Warum erfreuen sich eigentlich Filme über die Auswahlverfahren an Schauspielschulen einer immer wiederkehrenden Konjunktur? Die lange Liste reicht von „Fame“
(fd 39 642) über „Kleine Haie“
(fd 29 750) bis zu „Die Spielwütigen“
(fd 36 511). Nicht zu vergessen die unverwüstlichen Casting-Formate im Privatfernsehen. Auch diese leben vom Fiebern mit den Kandidaten, die keine selbstentblößende Peinlichkeit scheuen, um in den Kreis der Auserwählten aufzusteigen.
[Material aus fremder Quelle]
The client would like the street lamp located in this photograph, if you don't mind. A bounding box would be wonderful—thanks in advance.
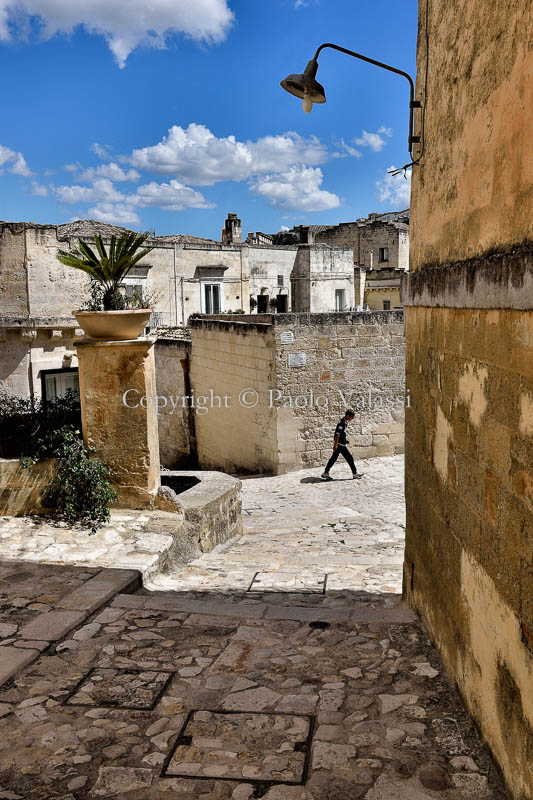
[280,42,422,166]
Der Dokumentarfilm „Die Prüfung“ von Till Harms erfindet dieses Genre nicht neu, schafft es aber immerhin, hinter die Kulissen der mit Vorliebe wenig Wert auf Transparenz legenden Kommissionen zu schauen. Ausgehend von 687 Bewerbern, die um zehn Plätze kämpfen, richtet der Film neun Tage lang den Blick vor allem auf die neun Prüfer an der Staatlichen Schauspielschule Hannover, aus der so erfolgreiche Mimen wie Katharina Schüttler oder Susanne Wolff hervorgegangen sind.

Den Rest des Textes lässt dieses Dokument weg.